The Fuhr Family Story
My Internment by the US Government
By Eberhard E. Fuhr © 2006
My parents, Carl and Anna Fuhr, immigrated to the U.S. in 1927 and 1928. My father came in 1927, and my mother, along with my older brother, Julius and me, immigrated in 1928. We settled in Cincinnati, Ohio. My father, a baker, had been sponsored to immigrate to the U.S. by several people. One sponsor was Frank Grammer, who owned and operated one of the finest German restaurants in the Midwest. Another sponsor was the Concordia Lutheran Church of Cincinnati. My mother was a housewife. On October 13, 1929, my younger brother, Gerhard, was born.
In 1940, my parents, my older brother, and I were told by the Immigration and Naturalization Service and the FBI to go to the downtown post office and register as aliens.
On August 5, 1942, my parents were taken into custody by the FBI. Several weeks later at hearings by a so-called hearing board (not a court of law), where they were not given the opportunity to face their accusers, they were ordered into internment. My younger brother, Gerhard, was just 12 years old at that time and preparing to go into the 6th grade at the Heberle School in Cincinnati. He had just been assigned his seat, when he was told to go home and pack our parents’ clothes. They were not permitted to return home and pack for themselves.
My 12-year-old brother was interned with my parents, even though he was an American citizen, having been born in Cincinnati. Had he not joined my parents, he would have been sent to an orphanage, a fate shared by other internee children. On September 12, 1942, carrying clothing and belongings for himself and our parents, he took a taxicab to the U.S. Post Office garage, which was located on John Street in Cincinnati. The following day, the three of them boarded a train and headed for Chicago, Illinois, where they changed trains, and along with many other families, headed to Dallas and ultimately to the Federal Women’s Prison in Seagoville, Texas. At that time there were 700-800 family internees in this large facility which was run by the I.N.S. They remained there until early July of 1943, when they were transferred to a camp in southwestern Texas called Crystal City.
Meanwhile, my brother, Julius (18) and I (17) were allowed to stay home, but had to fend for ourselves. My brother soon left for an Ohio college where he had an athletic scholarship. I lived alone. I went back to Woodward High School in Cincinnati where we lived for my senior year. I was actively involved in student life. I lettered, belonged to student clubs and was even on the Civil Defense Bomb Squad.
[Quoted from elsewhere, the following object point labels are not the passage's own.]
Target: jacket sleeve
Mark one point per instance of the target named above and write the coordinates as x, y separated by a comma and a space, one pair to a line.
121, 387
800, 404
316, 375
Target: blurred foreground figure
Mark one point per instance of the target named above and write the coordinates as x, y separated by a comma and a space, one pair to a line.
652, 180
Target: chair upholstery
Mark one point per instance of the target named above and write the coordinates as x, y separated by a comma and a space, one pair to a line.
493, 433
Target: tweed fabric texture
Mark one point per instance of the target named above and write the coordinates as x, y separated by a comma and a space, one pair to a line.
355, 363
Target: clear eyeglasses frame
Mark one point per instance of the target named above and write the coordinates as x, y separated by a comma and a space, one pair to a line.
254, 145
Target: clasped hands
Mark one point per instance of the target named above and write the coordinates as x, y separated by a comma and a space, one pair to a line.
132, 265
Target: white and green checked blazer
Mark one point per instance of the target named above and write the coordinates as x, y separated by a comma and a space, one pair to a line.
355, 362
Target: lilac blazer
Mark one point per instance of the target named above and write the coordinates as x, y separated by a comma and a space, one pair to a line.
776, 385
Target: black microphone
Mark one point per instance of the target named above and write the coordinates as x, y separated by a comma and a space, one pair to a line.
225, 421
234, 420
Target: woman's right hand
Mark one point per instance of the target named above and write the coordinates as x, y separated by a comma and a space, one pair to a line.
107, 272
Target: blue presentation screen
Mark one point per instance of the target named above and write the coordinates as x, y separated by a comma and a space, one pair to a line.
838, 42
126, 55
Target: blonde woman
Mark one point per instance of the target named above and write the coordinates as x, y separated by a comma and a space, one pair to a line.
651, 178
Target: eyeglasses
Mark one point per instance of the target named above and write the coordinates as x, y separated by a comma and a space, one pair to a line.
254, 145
I earned enough from my newspaper route to survive. Periodically, an FBI agent called to question me. Once they picked me up about 8 PM, took me to their offices and questioned me for two hours under bright lights while toying with their guns. Their questions concerned family friends, attitudes about relatives in Germany and my parents’ internment, what some neighbors (unnamed, of course) were saying about me, and the like. I clearly was being watched. In January 1943, my brother dropped out of college and went to work in a Cincinnati brewery.
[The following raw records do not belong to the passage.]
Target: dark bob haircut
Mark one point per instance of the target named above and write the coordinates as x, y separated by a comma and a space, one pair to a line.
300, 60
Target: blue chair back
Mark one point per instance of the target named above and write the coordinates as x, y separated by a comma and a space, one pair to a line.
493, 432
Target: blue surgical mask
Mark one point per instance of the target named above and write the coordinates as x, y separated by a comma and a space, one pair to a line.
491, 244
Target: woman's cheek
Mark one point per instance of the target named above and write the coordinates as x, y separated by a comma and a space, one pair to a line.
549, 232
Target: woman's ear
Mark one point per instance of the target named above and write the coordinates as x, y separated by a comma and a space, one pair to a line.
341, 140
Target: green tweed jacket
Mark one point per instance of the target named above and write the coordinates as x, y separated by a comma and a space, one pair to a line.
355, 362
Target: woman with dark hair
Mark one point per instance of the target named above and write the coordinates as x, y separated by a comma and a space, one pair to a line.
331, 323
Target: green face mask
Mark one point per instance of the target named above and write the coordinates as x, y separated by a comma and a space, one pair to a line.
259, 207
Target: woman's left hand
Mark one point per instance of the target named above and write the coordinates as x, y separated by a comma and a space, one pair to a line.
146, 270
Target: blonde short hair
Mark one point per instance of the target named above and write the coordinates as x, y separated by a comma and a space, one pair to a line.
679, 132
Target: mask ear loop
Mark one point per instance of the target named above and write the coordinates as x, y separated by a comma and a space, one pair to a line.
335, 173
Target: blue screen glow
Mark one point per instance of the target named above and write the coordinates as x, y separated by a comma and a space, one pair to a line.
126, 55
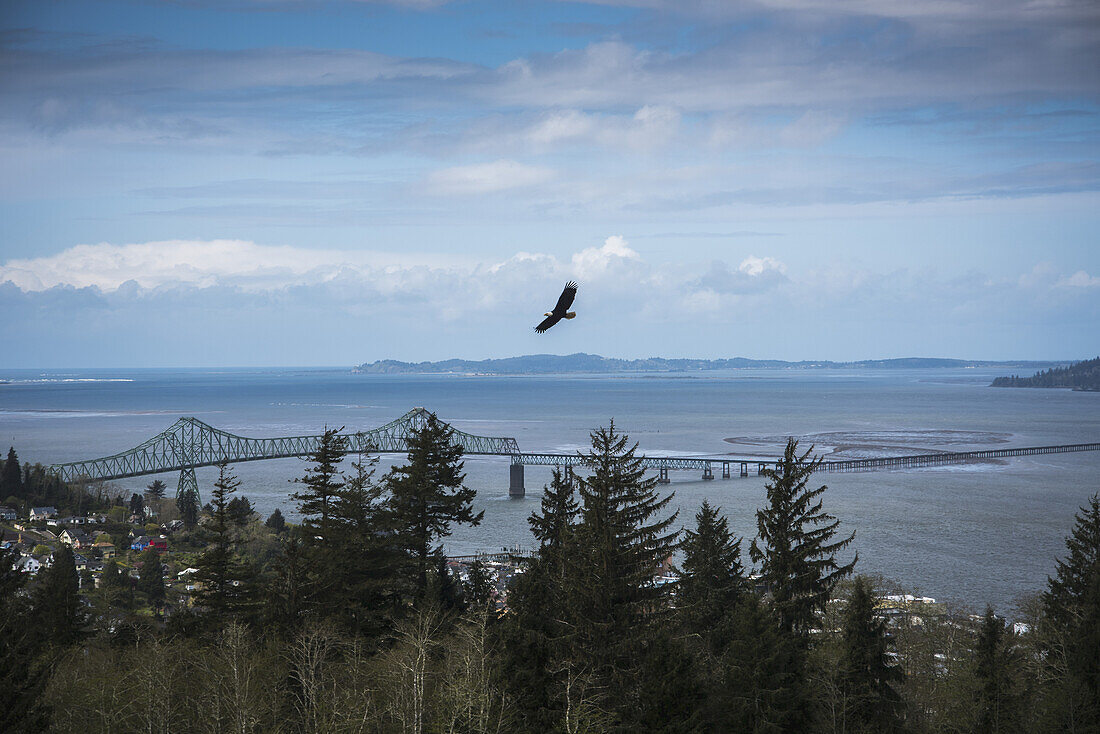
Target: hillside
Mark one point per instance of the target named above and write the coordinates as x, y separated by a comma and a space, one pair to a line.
594, 363
1080, 375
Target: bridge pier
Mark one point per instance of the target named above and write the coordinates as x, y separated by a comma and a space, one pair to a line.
516, 481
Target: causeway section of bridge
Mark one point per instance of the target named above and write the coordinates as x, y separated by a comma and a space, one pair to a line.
189, 444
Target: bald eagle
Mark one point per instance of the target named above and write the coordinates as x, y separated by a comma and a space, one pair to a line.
561, 310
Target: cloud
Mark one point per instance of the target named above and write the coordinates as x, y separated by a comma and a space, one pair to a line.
486, 177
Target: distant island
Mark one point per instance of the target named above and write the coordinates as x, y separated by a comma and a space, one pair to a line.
1081, 375
594, 363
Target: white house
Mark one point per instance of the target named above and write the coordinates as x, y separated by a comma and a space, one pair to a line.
43, 513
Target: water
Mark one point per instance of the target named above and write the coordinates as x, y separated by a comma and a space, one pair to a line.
970, 535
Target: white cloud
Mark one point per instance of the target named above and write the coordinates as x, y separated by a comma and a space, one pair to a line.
613, 258
487, 177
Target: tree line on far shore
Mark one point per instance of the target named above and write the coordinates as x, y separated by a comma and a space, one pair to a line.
353, 621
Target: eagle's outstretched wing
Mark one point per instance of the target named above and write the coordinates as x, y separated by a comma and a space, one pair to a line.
547, 322
565, 299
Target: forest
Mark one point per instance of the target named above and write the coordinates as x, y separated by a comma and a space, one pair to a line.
1080, 375
354, 621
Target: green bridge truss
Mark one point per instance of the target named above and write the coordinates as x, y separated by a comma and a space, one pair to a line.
189, 444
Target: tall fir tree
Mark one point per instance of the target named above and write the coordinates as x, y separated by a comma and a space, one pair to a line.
360, 556
188, 507
613, 606
151, 579
795, 544
58, 610
11, 478
1067, 589
427, 496
224, 591
321, 481
1070, 622
712, 577
869, 677
23, 675
997, 699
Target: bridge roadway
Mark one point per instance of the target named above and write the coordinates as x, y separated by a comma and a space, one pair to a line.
189, 444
On March 23, 1943, while in class at Woodward High School, two FBI agents arrested me. I was 17. When passing through the doorways, one would precede with a drawn pistol, while the other held my left arm. When we got outdoors, I was handcuffed. I never returned to school and did not graduate two short months later. I lost not only belongings in my school locker, but my dignity.
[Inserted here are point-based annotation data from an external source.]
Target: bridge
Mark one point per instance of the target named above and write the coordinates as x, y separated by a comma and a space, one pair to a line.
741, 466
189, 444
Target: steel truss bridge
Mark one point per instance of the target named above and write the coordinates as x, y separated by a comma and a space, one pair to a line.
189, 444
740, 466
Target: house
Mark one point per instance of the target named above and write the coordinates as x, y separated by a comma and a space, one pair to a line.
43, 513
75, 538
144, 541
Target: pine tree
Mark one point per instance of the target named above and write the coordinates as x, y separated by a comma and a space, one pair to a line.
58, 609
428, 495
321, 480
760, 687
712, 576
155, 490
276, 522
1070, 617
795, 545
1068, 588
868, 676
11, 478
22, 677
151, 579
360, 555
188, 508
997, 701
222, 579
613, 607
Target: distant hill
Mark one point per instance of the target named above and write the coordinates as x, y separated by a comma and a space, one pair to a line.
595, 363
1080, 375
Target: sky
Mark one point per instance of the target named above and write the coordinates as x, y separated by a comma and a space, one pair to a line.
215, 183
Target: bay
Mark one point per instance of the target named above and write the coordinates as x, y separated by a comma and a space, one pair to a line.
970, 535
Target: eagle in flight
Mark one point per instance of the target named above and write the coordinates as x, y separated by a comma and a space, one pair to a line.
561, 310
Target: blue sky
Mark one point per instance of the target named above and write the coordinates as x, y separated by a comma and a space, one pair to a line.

The FBI Agents then took me to my brother’s place of employment where he was arrested. We were taken to the city police station where we were booked on suspicion, fingerprinted, and taken to the Hamilton County Prison. This was built in the mid-1800’s and had a medieval look of turrets with very high walls. A 5-tiered cellblock dominated the interior. Each cell was about 5′ x 10′ with a metal bucket as a toilet, a bed hung from the wall by 2 chains, and walls about 2′ thick. We were given prison clothes and locked into separate cells some distance apart.
Soon after the barred doors clanged shut, the prisoners, convicted criminals, began yelling vicious threats about Nazis, Krauts, Huns and what we could expect just as soon as the cells would open in the morning. We hardly slept. We were brought to the Federal Building for our hearings. No witnesses or counsel were permitted. While my brother had his hearing, I was given the Cincinnati Enquirer. In shock, I read: “Two brothers interned. They will have a hearing and they will be interned.” We hadn’t had our hearings yet, but the newspaper announced our arrest and internment.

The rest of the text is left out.